The Texas A&M Forest Service is offering tips on what to do with the leaves so you can reduce the risk of fire while also enjoying the unique appearance and biological benefits they can bring to your property.

Embers are the leading cause of homes destroyed by wildfires, and embers can gather where leaves have fallen around your home. That’s why removing leaves on and near your home can help reduce your risk to wildfire.

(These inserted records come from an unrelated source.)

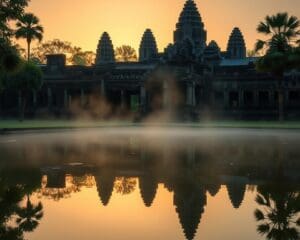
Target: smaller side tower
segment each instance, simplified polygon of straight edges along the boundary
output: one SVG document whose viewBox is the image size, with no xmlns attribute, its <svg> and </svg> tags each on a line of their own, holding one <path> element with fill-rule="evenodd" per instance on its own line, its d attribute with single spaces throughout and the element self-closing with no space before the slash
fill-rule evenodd
<svg viewBox="0 0 300 240">
<path fill-rule="evenodd" d="M 104 32 L 99 40 L 96 55 L 96 65 L 114 63 L 115 53 L 112 41 L 107 32 Z"/>
<path fill-rule="evenodd" d="M 235 27 L 227 44 L 227 59 L 243 59 L 246 58 L 246 44 L 241 30 Z"/>
<path fill-rule="evenodd" d="M 206 62 L 218 62 L 222 59 L 220 47 L 215 41 L 211 41 L 204 49 L 203 59 Z"/>
<path fill-rule="evenodd" d="M 139 48 L 139 61 L 147 62 L 155 59 L 158 55 L 158 49 L 155 37 L 151 29 L 146 29 L 143 34 L 140 48 Z"/>
</svg>

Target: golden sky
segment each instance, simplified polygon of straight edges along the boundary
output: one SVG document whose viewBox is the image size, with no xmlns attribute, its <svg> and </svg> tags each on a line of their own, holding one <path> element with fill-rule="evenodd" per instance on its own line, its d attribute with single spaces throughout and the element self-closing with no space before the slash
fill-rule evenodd
<svg viewBox="0 0 300 240">
<path fill-rule="evenodd" d="M 265 15 L 287 11 L 300 18 L 300 0 L 195 0 L 208 32 L 226 48 L 233 27 L 242 30 L 247 49 L 259 37 L 255 28 Z M 185 0 L 31 0 L 45 28 L 44 40 L 59 38 L 84 50 L 95 51 L 102 32 L 114 46 L 128 44 L 138 50 L 146 28 L 151 28 L 163 50 L 173 41 L 173 31 Z"/>
</svg>

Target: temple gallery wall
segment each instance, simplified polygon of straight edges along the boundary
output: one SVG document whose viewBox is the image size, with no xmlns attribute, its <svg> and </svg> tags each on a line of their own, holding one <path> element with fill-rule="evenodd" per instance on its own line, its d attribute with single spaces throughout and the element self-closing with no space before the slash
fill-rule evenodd
<svg viewBox="0 0 300 240">
<path fill-rule="evenodd" d="M 154 33 L 146 29 L 138 62 L 116 62 L 107 32 L 100 37 L 93 66 L 68 66 L 64 55 L 48 55 L 47 64 L 40 66 L 44 85 L 30 94 L 26 115 L 146 116 L 168 110 L 179 119 L 276 118 L 279 86 L 271 74 L 255 70 L 255 61 L 246 57 L 244 37 L 237 27 L 229 35 L 226 51 L 216 41 L 207 43 L 197 6 L 187 0 L 173 43 L 159 52 Z M 299 118 L 298 72 L 285 75 L 284 96 L 287 117 Z M 2 116 L 17 115 L 20 105 L 18 92 L 1 94 Z"/>
</svg>

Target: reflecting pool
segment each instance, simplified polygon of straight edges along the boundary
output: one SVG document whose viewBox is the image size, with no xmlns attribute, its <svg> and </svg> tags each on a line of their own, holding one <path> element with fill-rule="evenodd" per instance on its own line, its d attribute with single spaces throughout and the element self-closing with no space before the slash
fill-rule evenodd
<svg viewBox="0 0 300 240">
<path fill-rule="evenodd" d="M 0 239 L 298 240 L 300 132 L 0 135 Z"/>
</svg>

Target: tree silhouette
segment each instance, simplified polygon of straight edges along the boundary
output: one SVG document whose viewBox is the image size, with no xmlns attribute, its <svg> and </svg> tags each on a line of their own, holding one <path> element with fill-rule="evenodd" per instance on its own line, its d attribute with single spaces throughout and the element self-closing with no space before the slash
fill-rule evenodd
<svg viewBox="0 0 300 240">
<path fill-rule="evenodd" d="M 24 12 L 29 0 L 1 0 L 0 1 L 0 38 L 8 39 L 13 30 L 9 24 L 17 20 Z"/>
<path fill-rule="evenodd" d="M 300 194 L 285 186 L 259 187 L 255 199 L 260 208 L 254 216 L 257 231 L 268 240 L 298 240 Z"/>
<path fill-rule="evenodd" d="M 24 38 L 27 42 L 27 60 L 30 59 L 30 45 L 33 40 L 39 42 L 43 39 L 44 29 L 39 24 L 39 19 L 32 13 L 22 15 L 16 23 L 17 30 L 15 36 L 17 39 Z"/>
<path fill-rule="evenodd" d="M 8 72 L 15 71 L 19 64 L 17 49 L 9 41 L 0 38 L 0 80 L 3 80 Z"/>
<path fill-rule="evenodd" d="M 276 76 L 279 120 L 283 120 L 284 90 L 282 82 L 284 72 L 288 70 L 290 65 L 294 65 L 289 63 L 291 59 L 289 55 L 292 45 L 299 41 L 300 21 L 295 16 L 289 16 L 288 13 L 277 13 L 273 16 L 266 16 L 265 20 L 257 26 L 257 32 L 268 37 L 267 40 L 258 40 L 255 44 L 256 52 L 266 50 L 266 55 L 260 58 L 256 64 L 257 69 L 272 72 Z M 298 54 L 296 52 L 293 55 Z"/>
<path fill-rule="evenodd" d="M 92 51 L 83 51 L 82 48 L 73 46 L 72 43 L 53 39 L 43 42 L 33 49 L 33 58 L 41 63 L 46 63 L 46 56 L 50 54 L 65 54 L 67 64 L 91 66 L 95 62 L 96 54 Z"/>
<path fill-rule="evenodd" d="M 80 66 L 91 66 L 96 59 L 96 53 L 92 51 L 82 51 L 80 47 L 73 47 L 72 49 L 72 64 Z"/>
<path fill-rule="evenodd" d="M 59 39 L 53 39 L 43 42 L 33 49 L 33 57 L 39 59 L 42 63 L 46 63 L 46 55 L 49 54 L 65 54 L 70 61 L 70 56 L 72 56 L 72 44 Z"/>
<path fill-rule="evenodd" d="M 115 51 L 115 57 L 117 62 L 137 61 L 136 51 L 129 45 L 122 45 L 121 47 L 117 47 Z"/>
<path fill-rule="evenodd" d="M 18 215 L 16 222 L 20 229 L 24 232 L 32 232 L 37 228 L 39 221 L 43 217 L 43 205 L 41 202 L 33 205 L 28 195 L 26 206 L 18 208 L 16 213 Z"/>
<path fill-rule="evenodd" d="M 22 197 L 21 186 L 7 186 L 3 179 L 0 179 L 0 239 L 23 239 L 22 231 L 9 224 Z"/>
<path fill-rule="evenodd" d="M 24 214 L 25 210 L 20 207 L 21 201 L 27 195 L 27 200 L 32 192 L 36 191 L 40 183 L 40 172 L 36 169 L 3 169 L 0 172 L 0 239 L 2 240 L 24 240 L 24 231 L 29 231 L 29 224 L 25 221 L 17 222 L 21 216 L 31 216 L 33 220 L 40 220 L 42 217 L 39 209 L 42 207 L 27 204 L 25 208 L 28 210 L 32 206 L 32 210 Z M 19 213 L 21 213 L 19 215 Z M 31 212 L 31 215 L 29 214 Z M 34 214 L 33 214 L 34 213 Z M 22 223 L 22 224 L 21 224 Z M 31 226 L 34 230 L 33 223 Z M 22 227 L 21 227 L 22 226 Z M 37 225 L 36 225 L 37 226 Z"/>
<path fill-rule="evenodd" d="M 130 194 L 135 190 L 136 179 L 128 177 L 116 178 L 114 189 L 122 195 Z"/>
<path fill-rule="evenodd" d="M 23 121 L 28 94 L 42 86 L 42 71 L 33 63 L 23 63 L 20 70 L 8 79 L 8 85 L 20 93 L 20 121 Z"/>
</svg>

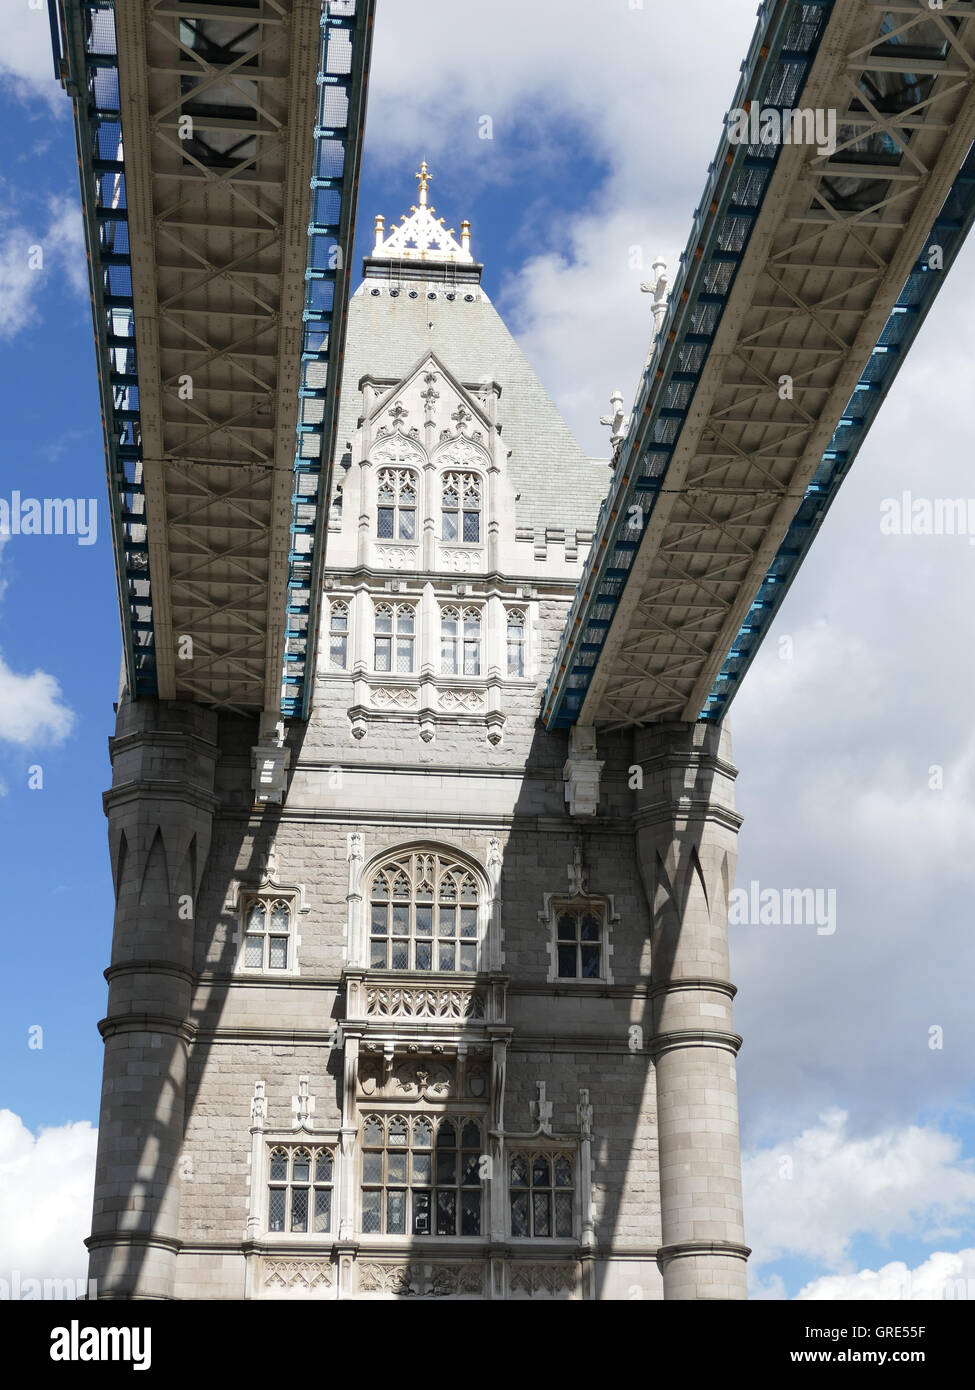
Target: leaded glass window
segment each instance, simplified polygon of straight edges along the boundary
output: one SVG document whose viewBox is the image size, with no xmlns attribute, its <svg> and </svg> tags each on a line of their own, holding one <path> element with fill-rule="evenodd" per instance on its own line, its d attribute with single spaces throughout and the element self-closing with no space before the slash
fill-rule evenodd
<svg viewBox="0 0 975 1390">
<path fill-rule="evenodd" d="M 362 1125 L 362 1234 L 479 1236 L 481 1121 L 369 1115 Z"/>
<path fill-rule="evenodd" d="M 396 675 L 413 671 L 416 609 L 409 603 L 380 603 L 375 617 L 375 670 Z"/>
<path fill-rule="evenodd" d="M 560 980 L 602 978 L 603 911 L 595 903 L 556 908 L 555 949 Z"/>
<path fill-rule="evenodd" d="M 311 1145 L 278 1144 L 268 1157 L 267 1228 L 294 1235 L 332 1229 L 335 1155 Z"/>
<path fill-rule="evenodd" d="M 287 970 L 291 965 L 292 904 L 284 898 L 244 900 L 244 966 Z"/>
<path fill-rule="evenodd" d="M 571 1239 L 574 1164 L 567 1153 L 517 1152 L 508 1159 L 512 1236 Z"/>
<path fill-rule="evenodd" d="M 477 970 L 478 884 L 469 869 L 415 851 L 372 880 L 369 964 L 378 970 Z"/>
<path fill-rule="evenodd" d="M 381 541 L 416 540 L 417 476 L 408 468 L 383 468 L 377 480 L 376 535 Z"/>
<path fill-rule="evenodd" d="M 478 473 L 445 473 L 442 496 L 445 541 L 481 539 L 481 478 Z"/>
<path fill-rule="evenodd" d="M 508 611 L 508 675 L 525 674 L 525 615 L 519 608 Z"/>
<path fill-rule="evenodd" d="M 333 603 L 328 616 L 328 664 L 344 671 L 349 664 L 349 605 Z"/>
<path fill-rule="evenodd" d="M 481 674 L 481 614 L 477 608 L 440 610 L 440 670 L 445 676 Z"/>
</svg>

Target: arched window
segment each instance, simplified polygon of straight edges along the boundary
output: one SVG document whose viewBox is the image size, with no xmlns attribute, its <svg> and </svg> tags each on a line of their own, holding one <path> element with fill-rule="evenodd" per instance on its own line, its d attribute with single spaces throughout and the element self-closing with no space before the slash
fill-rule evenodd
<svg viewBox="0 0 975 1390">
<path fill-rule="evenodd" d="M 362 1233 L 481 1234 L 481 1121 L 367 1115 L 362 1123 Z"/>
<path fill-rule="evenodd" d="M 291 903 L 283 898 L 244 902 L 244 966 L 287 970 L 291 965 Z"/>
<path fill-rule="evenodd" d="M 334 1166 L 331 1149 L 281 1144 L 273 1148 L 268 1161 L 268 1230 L 313 1235 L 331 1230 Z"/>
<path fill-rule="evenodd" d="M 478 609 L 441 609 L 440 670 L 445 676 L 481 674 L 481 614 Z"/>
<path fill-rule="evenodd" d="M 369 964 L 377 970 L 477 970 L 477 880 L 418 850 L 374 873 Z"/>
<path fill-rule="evenodd" d="M 416 610 L 409 603 L 376 605 L 376 671 L 409 675 L 413 670 Z"/>
<path fill-rule="evenodd" d="M 376 535 L 381 541 L 416 540 L 417 490 L 417 476 L 408 468 L 380 470 Z"/>
<path fill-rule="evenodd" d="M 508 1197 L 513 1236 L 572 1236 L 575 1183 L 569 1154 L 511 1154 Z"/>
<path fill-rule="evenodd" d="M 508 610 L 508 675 L 525 674 L 525 615 L 520 608 Z"/>
<path fill-rule="evenodd" d="M 481 477 L 478 473 L 443 475 L 443 532 L 445 541 L 481 539 Z"/>
<path fill-rule="evenodd" d="M 328 664 L 344 671 L 349 664 L 349 605 L 333 603 L 328 612 Z"/>
</svg>

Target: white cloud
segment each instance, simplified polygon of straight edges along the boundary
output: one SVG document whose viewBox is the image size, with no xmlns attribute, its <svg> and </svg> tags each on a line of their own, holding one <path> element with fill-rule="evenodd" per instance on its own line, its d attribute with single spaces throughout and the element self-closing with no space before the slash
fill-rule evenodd
<svg viewBox="0 0 975 1390">
<path fill-rule="evenodd" d="M 743 1157 L 752 1265 L 783 1257 L 847 1265 L 858 1237 L 935 1241 L 975 1223 L 975 1164 L 954 1136 L 907 1125 L 850 1133 L 840 1110 Z"/>
<path fill-rule="evenodd" d="M 97 1130 L 41 1129 L 0 1110 L 0 1279 L 84 1278 Z"/>
<path fill-rule="evenodd" d="M 923 1264 L 910 1269 L 902 1260 L 881 1269 L 861 1269 L 856 1274 L 831 1274 L 806 1284 L 796 1300 L 836 1302 L 841 1299 L 873 1300 L 971 1300 L 975 1298 L 975 1248 L 950 1254 L 939 1250 Z"/>
<path fill-rule="evenodd" d="M 8 743 L 61 743 L 74 728 L 75 715 L 61 686 L 47 671 L 21 676 L 0 655 L 0 739 Z"/>
<path fill-rule="evenodd" d="M 6 7 L 0 73 L 7 79 L 7 90 L 19 101 L 43 101 L 52 111 L 67 114 L 67 97 L 54 76 L 46 3 L 34 9 L 20 0 Z"/>
<path fill-rule="evenodd" d="M 47 211 L 43 231 L 0 221 L 0 338 L 37 325 L 37 297 L 52 270 L 60 270 L 75 293 L 87 293 L 81 210 L 72 199 L 50 198 Z"/>
</svg>

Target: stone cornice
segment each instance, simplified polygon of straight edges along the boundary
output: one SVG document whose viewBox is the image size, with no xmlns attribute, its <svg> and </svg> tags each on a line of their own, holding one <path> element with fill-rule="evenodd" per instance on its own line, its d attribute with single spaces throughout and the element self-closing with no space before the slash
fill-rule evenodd
<svg viewBox="0 0 975 1390">
<path fill-rule="evenodd" d="M 704 989 L 713 994 L 727 994 L 729 999 L 734 999 L 738 993 L 737 985 L 733 985 L 730 980 L 709 980 L 704 976 L 688 976 L 687 979 L 661 980 L 659 984 L 651 983 L 647 988 L 647 998 L 656 999 L 661 994 L 673 994 L 685 989 Z"/>
<path fill-rule="evenodd" d="M 648 1039 L 646 1050 L 657 1058 L 665 1052 L 679 1052 L 688 1047 L 716 1047 L 737 1056 L 741 1044 L 739 1033 L 728 1033 L 721 1028 L 676 1028 L 654 1034 Z"/>
<path fill-rule="evenodd" d="M 214 815 L 220 809 L 219 797 L 204 790 L 203 787 L 193 786 L 192 783 L 177 778 L 147 777 L 139 781 L 120 782 L 118 786 L 110 787 L 108 791 L 102 792 L 102 806 L 106 815 L 117 807 L 124 806 L 127 802 L 139 802 L 146 799 L 179 801 L 184 805 L 188 803 L 209 815 Z"/>
</svg>

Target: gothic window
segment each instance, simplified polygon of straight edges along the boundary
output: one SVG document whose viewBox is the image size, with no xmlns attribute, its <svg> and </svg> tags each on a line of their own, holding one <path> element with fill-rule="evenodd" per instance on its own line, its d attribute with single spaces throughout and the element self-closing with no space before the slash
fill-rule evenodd
<svg viewBox="0 0 975 1390">
<path fill-rule="evenodd" d="M 349 664 L 349 605 L 333 603 L 328 614 L 328 664 L 344 671 Z"/>
<path fill-rule="evenodd" d="M 480 541 L 481 478 L 477 473 L 445 473 L 443 478 L 443 539 Z"/>
<path fill-rule="evenodd" d="M 417 490 L 417 476 L 408 468 L 380 471 L 376 535 L 381 541 L 416 540 Z"/>
<path fill-rule="evenodd" d="M 267 1228 L 321 1235 L 332 1228 L 331 1149 L 277 1145 L 268 1162 Z"/>
<path fill-rule="evenodd" d="M 362 1125 L 362 1233 L 481 1234 L 480 1120 L 368 1115 Z"/>
<path fill-rule="evenodd" d="M 558 979 L 602 978 L 603 910 L 598 904 L 567 904 L 556 908 L 555 952 Z"/>
<path fill-rule="evenodd" d="M 423 851 L 390 860 L 370 907 L 374 969 L 477 970 L 477 880 L 460 864 Z"/>
<path fill-rule="evenodd" d="M 287 970 L 291 966 L 292 904 L 284 898 L 244 901 L 244 967 Z"/>
<path fill-rule="evenodd" d="M 573 1235 L 575 1183 L 569 1154 L 556 1152 L 511 1154 L 508 1197 L 512 1236 Z"/>
<path fill-rule="evenodd" d="M 508 675 L 525 674 L 525 638 L 527 624 L 525 615 L 519 608 L 508 610 Z"/>
<path fill-rule="evenodd" d="M 478 609 L 440 610 L 440 670 L 445 676 L 481 674 L 481 614 Z"/>
<path fill-rule="evenodd" d="M 376 605 L 375 670 L 409 675 L 413 670 L 416 610 L 408 603 Z"/>
</svg>

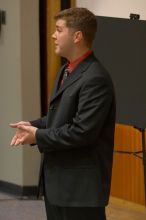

According to Kari Hines, Texas A&M Forest Service Firewise Coordinator, homes should be cleared of fuel buildup, or debris, from zero to five feet away. Homeowners should also decrease the fuel buildup next to wooden attachments.

“Leaves should be removed from these first five feet, usually the gutters, the garden beds that touch the home and where leaves gather up against wooden fences and wooden decks,” said Hines. “If you choose to leave leaves in your yard, which we recommend, do so in a place that is not in one of these vulnerable locations.”

So long as measures are taken to prevent fires, falling leaves bring a wealth of benefits that go well-beyond just appearance.

“We recommend leaving leaves where they are because it mimics the forest and a natural setting,” said Matt Weaver, Texas A&M Forest Service Urban Forester. “If you look at the forest floor, it’s leaves. Over time, those leaves break down and become organic material and eventually the soil itself.”

This is especially important in urban settings, Weaver said.

“In urban areas, there are a lot of soil issues like compaction, and that organic material is actually really important for tree health,” said Weaver. “Most of the soil in urban areas is lacking organic materials and the only thing to help with that is mulch, which can be leaves.”

Mulch made of leaves can insulate and protect the roots of trees and plants from cold weather.

“Leaves also provide food and shelter to many insects and organisms that help keep our soil healthy,” said Hines. “By leaving leaves, you are leaving the insects that are overwintering in that thermal protection layer, you’re returning organic material to your soil.”

If you want to reduce long-term yard maintenance while still providing some benefit to insects in your yard, you can use a mulching attachment to mulch the leaves in place soon after leaves fall, but don’t wait too long or you risk mulching the beneficial insects.

The smaller pieces will be less likely to blow away in the wind, while still offering some shelter to overwintering insects. The smaller pieces will also decompose easier, speeding up nutrient cycling and allowing your trees to use the nutrients quicker.